La lluvia seguía cayendo. Mi compañera seguía enfrascada, con serias arrugas surcando su frente. Sin duda, le ha afectado el bufido, pensé. En las dehesas, los toros zaínos parecían mojones entre las encinas; y entre ellos, peludas ovejas rastreaban el herbazal. Como un jirón al viento una rapaz sobrevolaba el llano, alejándose. A ratos, oía el zumbido de los limpiaparabrisas. De nuevo volví la mirada. La mujer seguía inmóvil, como una gallina clueca. Una leve sonrisa se insinuaba en los labios y un hilito de saliva asomaba en la comisura. Los pechos apenas oscilantes, calmados; igual que olas tras el arrebato.

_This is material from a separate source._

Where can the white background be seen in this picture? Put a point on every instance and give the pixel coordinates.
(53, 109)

Antes de llegar a mi destino, el autobús hizo una parada que no estaba prevista. Había dejado de llover. La mujer de cara abotargada se levantó y avanzó por el pasillo; sin brío, rozándose con los asientos. Salió y dio unas pasos por la carretera. Enseguida se volvió, como si quisiera desprenderse de la tristeza, y gritó, con fuerza acongojada.
-¡Que tengan un buen día! ¡Todos, todos! ¡Adiós!
Y se llevó la mano a los labios, lanzando besos repetitivos, desmesurados, chasqueantes y embarazosos; como sintiendo la despedida.
-¡Adiooós!
Dentro, un silencio elusivo; ausente. La mujer se volvió y reanudo la marcha; con pasos cortos y desganados. Y se fue alejando, con su bolso al hombro, un paraguas bajo el brazo y en la mano una bolsa de tela flácida. Camino del Hospital Psiquiátrico. El autobús reanudó la marcha; pero la silueta se me quedó en la retina: diminuta y nítida. Bajo un cielo plomizo y unos muros grises donde se guardaban los juguetes rotos e inservibles.